Monday, July 28, 2014

Gold Futures Climb as Violence in Ukraine Continues to Escalate

Bloomberg Business Week reports that gold futures are predicted to climb even higher as the conflict between Ukraine and rebel forces intensifies.

Recently released satellite photos by the United States indicate that Russia has been firing missiles from their side of the border into Ukraine.

Europe is still debating over increasing trade sanctions against Russia.

This, combined with the rising casualties and continued violence in Gaza has led many individual investors to feel uneasy.

Gold futures for December delivery increased 0.1 percent to $1,306.40 per ounce. Platinum and palladium futures also showed gains for September delivery.

Bart Melek of TD Securities told Bloomberg Business Week that "All that news about violence and talks of further sanctions is keeping gold supported."

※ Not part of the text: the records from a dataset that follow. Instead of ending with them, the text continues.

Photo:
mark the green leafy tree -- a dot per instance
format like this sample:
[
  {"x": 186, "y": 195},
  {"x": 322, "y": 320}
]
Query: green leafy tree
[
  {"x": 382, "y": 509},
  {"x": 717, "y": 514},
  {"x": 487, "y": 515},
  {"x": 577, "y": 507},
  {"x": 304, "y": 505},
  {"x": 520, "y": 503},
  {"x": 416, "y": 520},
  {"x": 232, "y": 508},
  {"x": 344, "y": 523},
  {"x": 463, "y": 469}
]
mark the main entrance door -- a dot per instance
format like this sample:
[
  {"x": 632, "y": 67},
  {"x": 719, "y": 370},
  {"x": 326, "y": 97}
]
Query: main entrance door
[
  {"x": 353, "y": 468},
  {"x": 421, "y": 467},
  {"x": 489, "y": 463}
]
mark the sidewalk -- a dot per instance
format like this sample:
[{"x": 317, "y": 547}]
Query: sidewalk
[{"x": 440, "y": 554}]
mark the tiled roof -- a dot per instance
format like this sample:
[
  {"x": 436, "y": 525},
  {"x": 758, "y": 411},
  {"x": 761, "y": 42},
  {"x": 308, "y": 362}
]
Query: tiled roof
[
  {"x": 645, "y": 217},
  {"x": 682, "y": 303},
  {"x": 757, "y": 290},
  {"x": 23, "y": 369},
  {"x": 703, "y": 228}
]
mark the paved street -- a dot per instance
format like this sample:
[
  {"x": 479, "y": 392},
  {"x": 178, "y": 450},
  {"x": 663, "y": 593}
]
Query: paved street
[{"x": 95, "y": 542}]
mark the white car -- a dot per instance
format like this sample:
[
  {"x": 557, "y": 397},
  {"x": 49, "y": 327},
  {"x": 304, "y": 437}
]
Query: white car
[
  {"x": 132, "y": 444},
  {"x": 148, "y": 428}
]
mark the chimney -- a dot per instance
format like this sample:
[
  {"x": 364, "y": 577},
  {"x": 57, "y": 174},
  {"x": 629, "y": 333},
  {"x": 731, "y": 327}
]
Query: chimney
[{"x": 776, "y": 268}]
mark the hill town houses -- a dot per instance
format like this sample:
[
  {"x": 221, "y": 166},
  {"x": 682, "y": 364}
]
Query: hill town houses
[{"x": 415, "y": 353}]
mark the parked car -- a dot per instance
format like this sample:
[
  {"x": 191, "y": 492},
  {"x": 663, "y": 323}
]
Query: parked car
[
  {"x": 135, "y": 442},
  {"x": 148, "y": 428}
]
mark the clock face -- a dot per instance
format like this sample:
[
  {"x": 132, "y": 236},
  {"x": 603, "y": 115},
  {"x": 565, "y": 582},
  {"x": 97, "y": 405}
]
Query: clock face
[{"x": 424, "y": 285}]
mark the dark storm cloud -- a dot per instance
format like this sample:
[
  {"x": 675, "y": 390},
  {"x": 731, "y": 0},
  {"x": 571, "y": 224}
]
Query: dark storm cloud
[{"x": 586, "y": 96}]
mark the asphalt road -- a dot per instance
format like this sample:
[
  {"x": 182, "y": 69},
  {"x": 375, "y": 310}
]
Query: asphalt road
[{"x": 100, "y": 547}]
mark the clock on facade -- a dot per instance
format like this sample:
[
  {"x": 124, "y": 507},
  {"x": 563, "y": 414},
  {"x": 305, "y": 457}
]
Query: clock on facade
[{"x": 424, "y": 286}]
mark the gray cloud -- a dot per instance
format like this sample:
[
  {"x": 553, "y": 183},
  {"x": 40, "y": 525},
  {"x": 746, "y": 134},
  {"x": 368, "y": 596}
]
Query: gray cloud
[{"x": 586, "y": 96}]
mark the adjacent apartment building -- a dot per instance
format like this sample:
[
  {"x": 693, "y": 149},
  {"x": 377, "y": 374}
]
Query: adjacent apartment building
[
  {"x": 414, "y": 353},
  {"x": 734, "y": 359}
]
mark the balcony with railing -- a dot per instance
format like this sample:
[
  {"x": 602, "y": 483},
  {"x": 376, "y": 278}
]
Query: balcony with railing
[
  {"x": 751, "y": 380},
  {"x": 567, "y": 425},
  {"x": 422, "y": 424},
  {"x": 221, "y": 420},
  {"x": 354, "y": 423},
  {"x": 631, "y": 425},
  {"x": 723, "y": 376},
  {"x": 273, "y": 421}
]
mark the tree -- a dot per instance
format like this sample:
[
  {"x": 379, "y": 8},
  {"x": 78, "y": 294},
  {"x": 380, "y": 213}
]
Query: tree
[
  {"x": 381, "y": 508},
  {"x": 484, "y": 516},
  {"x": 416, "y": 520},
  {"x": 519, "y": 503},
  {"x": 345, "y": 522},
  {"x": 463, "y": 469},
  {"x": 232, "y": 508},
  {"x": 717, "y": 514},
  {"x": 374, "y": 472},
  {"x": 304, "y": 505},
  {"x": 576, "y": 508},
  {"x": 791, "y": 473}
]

A report issued by Commerzbank AG echoed what many analysts have said in recent months that "gold is clearly in greater demand again as a safe haven."

But it is not only individual investors that are seeking refuge in gold. IMF reports show that in June, a number of central banks around the world (notably those belonging to several eastern-bloc countries) increased their gold reserves. Russia, Turkey, Mexico, Ecuador, Greece, Serbia, Kazakhstan, Kyrgyzstan, and Tajikistan all upped their gold stores.